1. Read the whole story of the Bible.
Many of us learned to read the Bible from children’s Bible storybooks made up of individual stories—Adam and Eve, David and Goliath, Jonah and the big fish (of course it was Jonah and the whale back then), the boy’s five loaves and two fish, and so on. We learned to look for stories, snippets of Scripture. And usually these came with a moral lesson about trusting God, making the right decisions, being honest, serving others, or something else.
The other main way we heard the Bible taught was character centric, like a series of mini-bios. We studied the lives of Abraham, Joseph, Ruth, Saul, Solomon, Esther, Peter, and Paul. We were taught about their shortcomings and their faithfulness. We learned that they were examples for us to follow, just not perfect ones.

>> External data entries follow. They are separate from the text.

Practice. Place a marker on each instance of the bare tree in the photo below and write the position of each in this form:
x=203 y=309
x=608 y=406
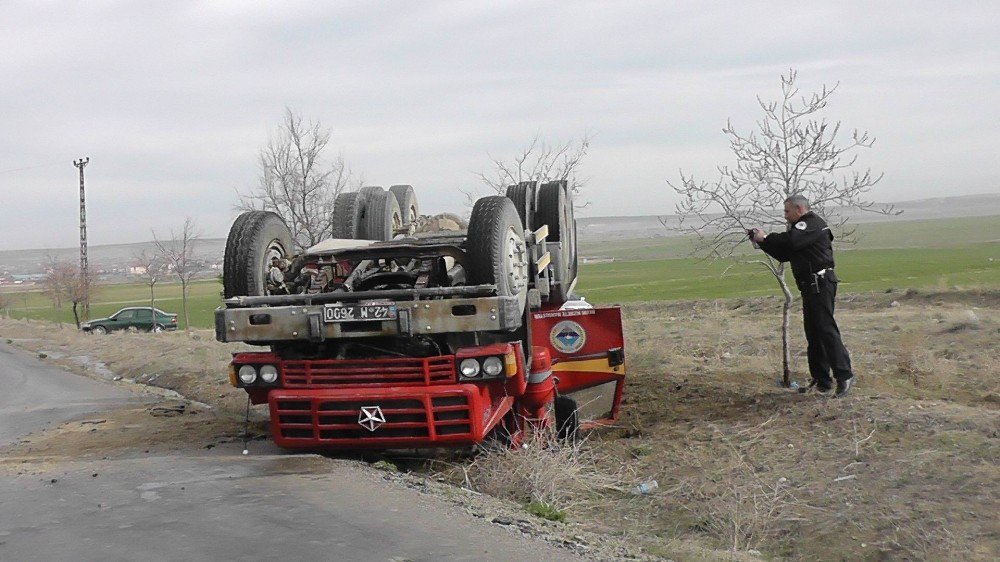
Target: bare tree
x=57 y=278
x=541 y=162
x=792 y=151
x=295 y=180
x=177 y=255
x=150 y=267
x=78 y=287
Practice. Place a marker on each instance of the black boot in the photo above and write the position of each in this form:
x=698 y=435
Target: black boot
x=843 y=387
x=817 y=386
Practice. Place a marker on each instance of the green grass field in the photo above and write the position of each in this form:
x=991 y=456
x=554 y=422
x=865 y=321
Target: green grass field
x=203 y=298
x=860 y=270
x=933 y=254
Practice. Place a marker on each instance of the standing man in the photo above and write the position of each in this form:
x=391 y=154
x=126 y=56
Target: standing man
x=807 y=244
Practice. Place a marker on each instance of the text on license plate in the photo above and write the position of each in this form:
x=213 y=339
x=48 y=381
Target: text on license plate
x=358 y=312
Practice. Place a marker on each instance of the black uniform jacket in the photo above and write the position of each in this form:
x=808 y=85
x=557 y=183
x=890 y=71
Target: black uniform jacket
x=808 y=244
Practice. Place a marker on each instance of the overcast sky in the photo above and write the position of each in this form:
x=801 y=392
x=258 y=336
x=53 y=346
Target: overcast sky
x=172 y=100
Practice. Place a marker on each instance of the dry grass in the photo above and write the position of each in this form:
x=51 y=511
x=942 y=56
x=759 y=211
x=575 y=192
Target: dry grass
x=904 y=469
x=568 y=477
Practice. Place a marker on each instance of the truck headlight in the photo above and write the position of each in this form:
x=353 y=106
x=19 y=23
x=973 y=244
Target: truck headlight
x=469 y=367
x=247 y=374
x=492 y=366
x=269 y=373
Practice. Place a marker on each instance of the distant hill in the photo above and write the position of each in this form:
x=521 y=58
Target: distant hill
x=596 y=228
x=589 y=229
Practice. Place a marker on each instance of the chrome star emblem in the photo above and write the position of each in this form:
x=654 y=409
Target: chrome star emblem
x=371 y=417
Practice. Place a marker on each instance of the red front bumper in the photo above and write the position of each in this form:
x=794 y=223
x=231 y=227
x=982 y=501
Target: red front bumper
x=383 y=418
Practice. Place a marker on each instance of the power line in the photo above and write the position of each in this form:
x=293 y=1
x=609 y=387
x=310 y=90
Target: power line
x=84 y=277
x=50 y=165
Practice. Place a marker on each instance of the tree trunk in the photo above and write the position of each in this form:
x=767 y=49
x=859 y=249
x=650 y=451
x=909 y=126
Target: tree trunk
x=152 y=308
x=187 y=321
x=786 y=358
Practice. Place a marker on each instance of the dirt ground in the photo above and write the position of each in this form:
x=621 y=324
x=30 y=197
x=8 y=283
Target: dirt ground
x=904 y=469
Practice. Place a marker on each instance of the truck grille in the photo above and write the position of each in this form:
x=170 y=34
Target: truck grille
x=406 y=371
x=317 y=420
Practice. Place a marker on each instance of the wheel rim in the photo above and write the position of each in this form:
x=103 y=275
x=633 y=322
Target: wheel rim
x=516 y=264
x=397 y=222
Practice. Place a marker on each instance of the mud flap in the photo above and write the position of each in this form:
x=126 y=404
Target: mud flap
x=588 y=358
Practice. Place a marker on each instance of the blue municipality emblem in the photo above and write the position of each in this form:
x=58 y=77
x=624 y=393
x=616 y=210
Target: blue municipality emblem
x=371 y=417
x=568 y=336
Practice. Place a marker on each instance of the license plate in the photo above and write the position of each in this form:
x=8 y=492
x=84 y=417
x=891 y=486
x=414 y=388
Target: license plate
x=358 y=312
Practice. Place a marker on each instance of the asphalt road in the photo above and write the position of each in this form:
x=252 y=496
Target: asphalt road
x=213 y=505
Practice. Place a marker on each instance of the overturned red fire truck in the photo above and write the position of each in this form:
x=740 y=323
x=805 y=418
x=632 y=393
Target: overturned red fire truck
x=382 y=338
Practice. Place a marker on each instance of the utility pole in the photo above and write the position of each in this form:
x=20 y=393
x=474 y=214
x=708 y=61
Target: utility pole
x=84 y=278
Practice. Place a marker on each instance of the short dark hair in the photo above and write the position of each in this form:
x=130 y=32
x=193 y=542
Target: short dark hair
x=799 y=201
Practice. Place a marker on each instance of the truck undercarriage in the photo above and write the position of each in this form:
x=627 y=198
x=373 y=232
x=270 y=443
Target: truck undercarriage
x=420 y=341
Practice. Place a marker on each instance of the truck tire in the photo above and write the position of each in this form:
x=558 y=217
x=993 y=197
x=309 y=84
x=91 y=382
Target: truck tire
x=407 y=200
x=382 y=217
x=495 y=245
x=346 y=215
x=523 y=196
x=555 y=208
x=255 y=238
x=365 y=195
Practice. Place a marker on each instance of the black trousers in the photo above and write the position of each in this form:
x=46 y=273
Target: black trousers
x=826 y=350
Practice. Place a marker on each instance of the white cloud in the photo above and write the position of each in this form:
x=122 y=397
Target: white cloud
x=172 y=101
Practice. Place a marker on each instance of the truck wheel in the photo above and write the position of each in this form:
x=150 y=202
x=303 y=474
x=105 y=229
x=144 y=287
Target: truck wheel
x=254 y=239
x=365 y=195
x=567 y=418
x=407 y=199
x=382 y=217
x=555 y=208
x=523 y=196
x=496 y=249
x=346 y=215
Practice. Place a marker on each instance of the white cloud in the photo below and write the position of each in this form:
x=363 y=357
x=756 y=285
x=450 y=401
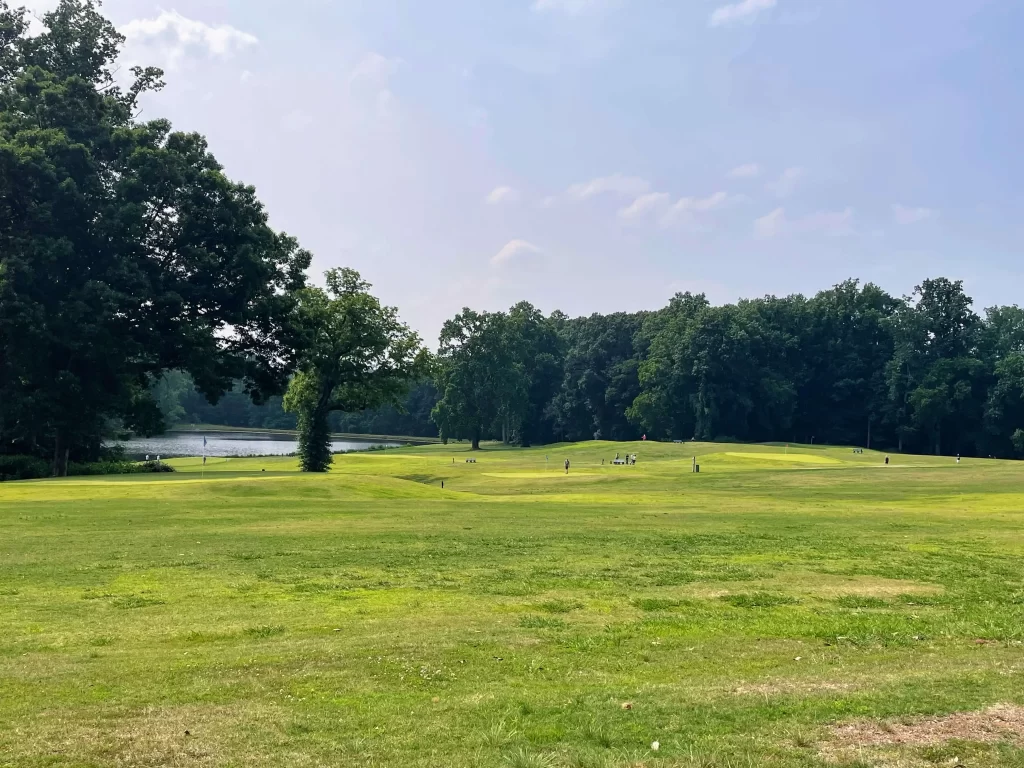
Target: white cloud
x=170 y=37
x=739 y=12
x=910 y=215
x=777 y=223
x=684 y=210
x=786 y=182
x=701 y=205
x=374 y=70
x=687 y=211
x=745 y=171
x=570 y=7
x=503 y=195
x=513 y=249
x=615 y=184
x=644 y=204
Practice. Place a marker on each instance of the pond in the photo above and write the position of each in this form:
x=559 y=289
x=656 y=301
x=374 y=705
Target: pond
x=176 y=444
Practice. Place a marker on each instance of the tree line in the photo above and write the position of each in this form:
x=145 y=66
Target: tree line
x=140 y=286
x=849 y=366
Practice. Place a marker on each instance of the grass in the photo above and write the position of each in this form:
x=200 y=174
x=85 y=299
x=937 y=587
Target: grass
x=244 y=614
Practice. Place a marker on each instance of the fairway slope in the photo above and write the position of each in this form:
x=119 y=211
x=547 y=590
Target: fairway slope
x=796 y=606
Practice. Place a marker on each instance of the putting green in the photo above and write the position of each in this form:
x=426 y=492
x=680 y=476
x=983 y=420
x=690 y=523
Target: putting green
x=795 y=458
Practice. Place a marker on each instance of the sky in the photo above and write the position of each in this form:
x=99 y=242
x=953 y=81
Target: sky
x=598 y=156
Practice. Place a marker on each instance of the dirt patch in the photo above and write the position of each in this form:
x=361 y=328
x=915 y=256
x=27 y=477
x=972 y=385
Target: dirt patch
x=828 y=586
x=1001 y=723
x=792 y=687
x=190 y=736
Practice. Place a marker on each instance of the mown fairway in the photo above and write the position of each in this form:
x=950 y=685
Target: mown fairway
x=517 y=617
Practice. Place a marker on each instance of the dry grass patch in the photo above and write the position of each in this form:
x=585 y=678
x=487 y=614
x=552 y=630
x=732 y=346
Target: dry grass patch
x=187 y=736
x=1001 y=723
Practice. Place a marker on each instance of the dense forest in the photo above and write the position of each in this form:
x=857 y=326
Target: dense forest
x=850 y=366
x=140 y=288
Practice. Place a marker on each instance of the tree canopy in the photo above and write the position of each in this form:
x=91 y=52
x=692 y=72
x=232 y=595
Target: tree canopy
x=125 y=251
x=851 y=365
x=354 y=355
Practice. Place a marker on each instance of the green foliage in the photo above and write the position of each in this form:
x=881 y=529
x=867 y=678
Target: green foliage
x=31 y=468
x=850 y=366
x=353 y=354
x=23 y=468
x=125 y=251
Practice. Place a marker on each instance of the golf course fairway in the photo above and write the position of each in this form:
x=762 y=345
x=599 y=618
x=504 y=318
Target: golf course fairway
x=767 y=610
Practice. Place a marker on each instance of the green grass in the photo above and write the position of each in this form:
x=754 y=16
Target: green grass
x=516 y=617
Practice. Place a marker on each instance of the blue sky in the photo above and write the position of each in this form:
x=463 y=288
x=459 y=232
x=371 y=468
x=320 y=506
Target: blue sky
x=602 y=155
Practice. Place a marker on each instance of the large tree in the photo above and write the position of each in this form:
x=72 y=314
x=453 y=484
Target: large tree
x=476 y=376
x=354 y=353
x=125 y=251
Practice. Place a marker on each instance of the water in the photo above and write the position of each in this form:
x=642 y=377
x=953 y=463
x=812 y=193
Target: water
x=228 y=444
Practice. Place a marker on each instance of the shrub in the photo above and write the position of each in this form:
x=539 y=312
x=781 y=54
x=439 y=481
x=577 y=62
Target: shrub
x=32 y=468
x=23 y=468
x=118 y=468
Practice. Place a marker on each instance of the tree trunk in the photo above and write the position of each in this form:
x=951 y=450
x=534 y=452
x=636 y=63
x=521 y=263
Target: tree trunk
x=60 y=453
x=314 y=439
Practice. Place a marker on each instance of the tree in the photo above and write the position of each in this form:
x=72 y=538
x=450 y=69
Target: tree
x=845 y=347
x=353 y=354
x=936 y=382
x=476 y=376
x=124 y=249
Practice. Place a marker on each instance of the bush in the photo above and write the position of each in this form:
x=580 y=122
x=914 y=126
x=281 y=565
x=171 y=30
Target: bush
x=117 y=468
x=23 y=468
x=31 y=468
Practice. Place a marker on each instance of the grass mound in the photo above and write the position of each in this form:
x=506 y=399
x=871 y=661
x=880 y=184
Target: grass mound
x=242 y=613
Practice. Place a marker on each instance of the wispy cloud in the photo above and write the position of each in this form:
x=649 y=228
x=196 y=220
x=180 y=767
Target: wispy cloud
x=170 y=37
x=615 y=184
x=750 y=170
x=513 y=249
x=684 y=210
x=374 y=70
x=701 y=205
x=370 y=82
x=786 y=182
x=911 y=215
x=502 y=195
x=645 y=204
x=833 y=223
x=569 y=7
x=743 y=11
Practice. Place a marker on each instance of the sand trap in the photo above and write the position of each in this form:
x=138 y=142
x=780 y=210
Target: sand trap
x=794 y=458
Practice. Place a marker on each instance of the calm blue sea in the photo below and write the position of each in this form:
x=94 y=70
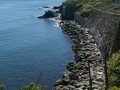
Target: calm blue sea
x=30 y=46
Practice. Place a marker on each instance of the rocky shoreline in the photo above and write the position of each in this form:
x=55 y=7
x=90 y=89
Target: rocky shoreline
x=87 y=71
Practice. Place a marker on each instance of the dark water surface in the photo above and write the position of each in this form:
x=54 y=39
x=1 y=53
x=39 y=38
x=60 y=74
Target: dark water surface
x=29 y=46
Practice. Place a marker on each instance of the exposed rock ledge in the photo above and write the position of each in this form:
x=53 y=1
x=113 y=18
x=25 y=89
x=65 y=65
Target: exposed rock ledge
x=88 y=61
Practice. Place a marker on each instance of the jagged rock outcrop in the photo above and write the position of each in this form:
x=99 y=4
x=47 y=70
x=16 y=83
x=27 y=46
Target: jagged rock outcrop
x=105 y=28
x=87 y=71
x=68 y=11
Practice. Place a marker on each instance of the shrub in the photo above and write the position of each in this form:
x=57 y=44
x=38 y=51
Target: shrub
x=2 y=87
x=114 y=71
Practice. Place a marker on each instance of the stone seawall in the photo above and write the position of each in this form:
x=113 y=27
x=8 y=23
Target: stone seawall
x=105 y=28
x=87 y=71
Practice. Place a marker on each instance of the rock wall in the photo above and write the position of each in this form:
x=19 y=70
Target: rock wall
x=82 y=21
x=87 y=71
x=105 y=28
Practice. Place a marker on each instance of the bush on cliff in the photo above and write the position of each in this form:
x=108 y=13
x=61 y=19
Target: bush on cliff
x=32 y=86
x=114 y=71
x=2 y=87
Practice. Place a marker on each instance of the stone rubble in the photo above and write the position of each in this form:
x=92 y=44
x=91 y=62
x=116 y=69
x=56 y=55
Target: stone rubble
x=87 y=58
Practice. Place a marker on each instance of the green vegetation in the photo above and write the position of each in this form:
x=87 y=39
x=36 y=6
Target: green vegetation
x=114 y=72
x=2 y=87
x=32 y=86
x=85 y=6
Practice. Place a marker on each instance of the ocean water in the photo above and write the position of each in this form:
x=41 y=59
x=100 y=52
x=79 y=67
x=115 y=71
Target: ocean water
x=31 y=49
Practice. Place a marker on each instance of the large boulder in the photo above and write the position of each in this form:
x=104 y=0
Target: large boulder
x=49 y=14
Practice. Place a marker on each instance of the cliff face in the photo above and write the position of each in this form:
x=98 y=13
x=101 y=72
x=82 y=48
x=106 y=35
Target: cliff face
x=67 y=12
x=105 y=28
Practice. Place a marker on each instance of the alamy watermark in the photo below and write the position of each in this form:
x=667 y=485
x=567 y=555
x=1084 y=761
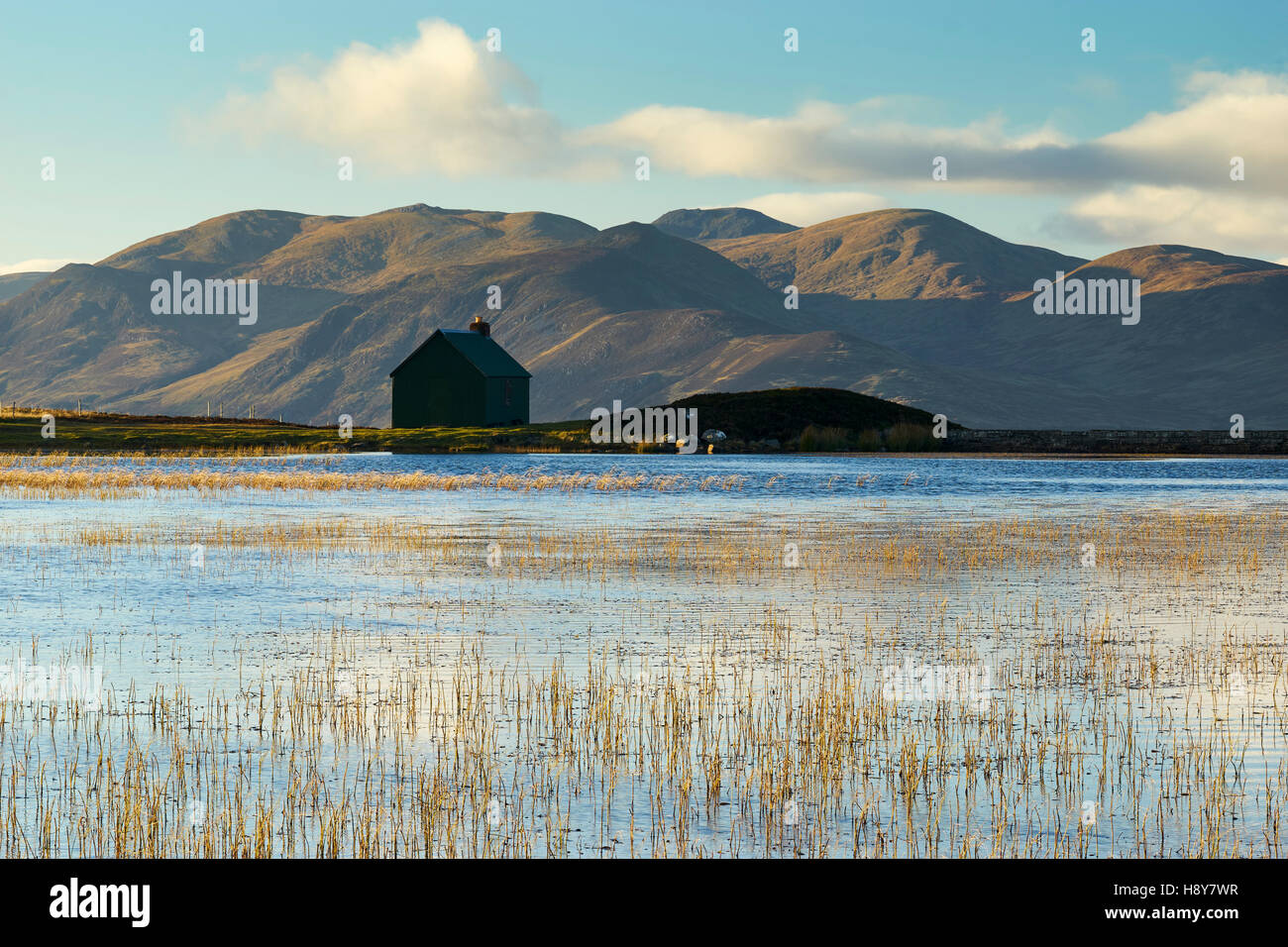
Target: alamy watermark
x=635 y=425
x=914 y=681
x=52 y=684
x=179 y=296
x=1077 y=296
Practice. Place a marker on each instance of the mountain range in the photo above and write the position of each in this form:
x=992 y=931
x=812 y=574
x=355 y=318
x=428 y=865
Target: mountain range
x=911 y=305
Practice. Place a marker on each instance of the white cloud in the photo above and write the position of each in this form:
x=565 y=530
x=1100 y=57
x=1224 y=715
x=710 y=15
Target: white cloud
x=442 y=102
x=35 y=265
x=810 y=208
x=1232 y=222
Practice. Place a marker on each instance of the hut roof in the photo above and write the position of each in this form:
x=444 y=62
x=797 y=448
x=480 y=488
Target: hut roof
x=482 y=351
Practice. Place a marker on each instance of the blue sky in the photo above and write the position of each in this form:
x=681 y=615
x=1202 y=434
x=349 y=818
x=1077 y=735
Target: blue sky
x=1046 y=144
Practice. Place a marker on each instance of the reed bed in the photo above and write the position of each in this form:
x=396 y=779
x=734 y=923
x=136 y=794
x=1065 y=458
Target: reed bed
x=567 y=698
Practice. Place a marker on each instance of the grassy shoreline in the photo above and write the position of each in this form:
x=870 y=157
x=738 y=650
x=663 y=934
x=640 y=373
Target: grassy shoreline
x=84 y=433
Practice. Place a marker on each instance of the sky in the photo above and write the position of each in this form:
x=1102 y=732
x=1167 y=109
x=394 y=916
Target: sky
x=114 y=128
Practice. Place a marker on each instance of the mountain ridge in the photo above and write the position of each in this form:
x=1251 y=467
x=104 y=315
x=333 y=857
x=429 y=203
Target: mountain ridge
x=906 y=304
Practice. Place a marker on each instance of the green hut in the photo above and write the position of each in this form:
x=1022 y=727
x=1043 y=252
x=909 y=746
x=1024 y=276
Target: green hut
x=460 y=377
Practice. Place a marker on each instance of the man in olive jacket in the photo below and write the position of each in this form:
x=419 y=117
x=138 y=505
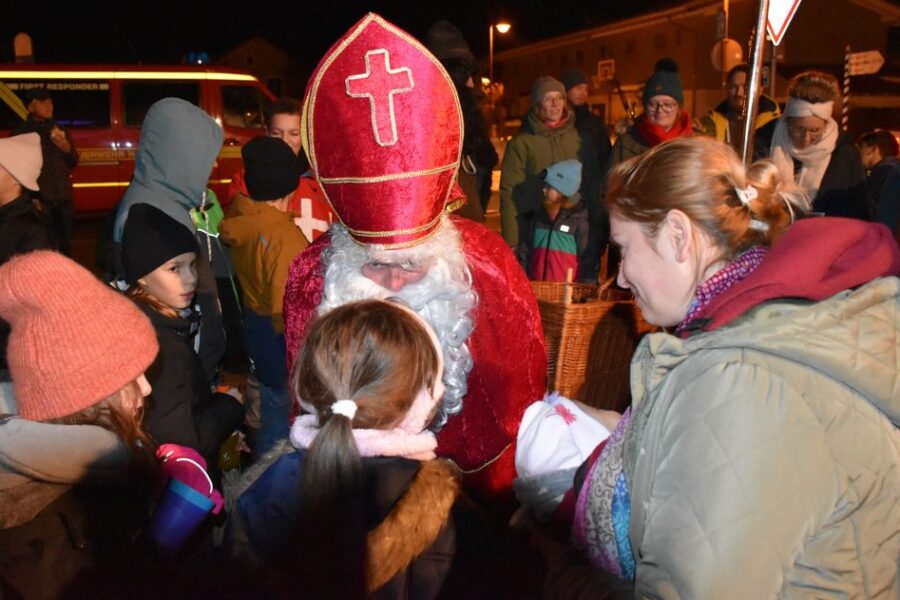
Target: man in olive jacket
x=548 y=136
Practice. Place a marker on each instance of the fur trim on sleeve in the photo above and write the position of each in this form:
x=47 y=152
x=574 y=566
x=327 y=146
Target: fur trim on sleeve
x=413 y=524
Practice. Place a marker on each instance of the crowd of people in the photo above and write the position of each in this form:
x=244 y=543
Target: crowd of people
x=392 y=354
x=805 y=142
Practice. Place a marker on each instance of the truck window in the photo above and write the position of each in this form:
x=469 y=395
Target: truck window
x=139 y=96
x=76 y=104
x=243 y=106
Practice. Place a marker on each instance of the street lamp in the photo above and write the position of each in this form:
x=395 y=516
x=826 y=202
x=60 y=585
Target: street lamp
x=502 y=27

We must learn to read the whole story of Scripture from beginning to end. The Bible is God’s story of redemption, the revelation of Himself and His plan for the world. All those stories and all those characters are parts of the whole, characters in the drama, but none of them are the point. They all point to the point: Jesus Christ came, lived a perfect life, died an innocent death to save sinners and kill death and sin, and will one day return to right all the wrongs. Sure, some parts of the Bible are confusing and dry, but they fit in the whole too. And when we understand that there is a whole narrative, even those parts start to make sense in their context. When you're wondering how to read the Bible, it's un understanding the greater story being told.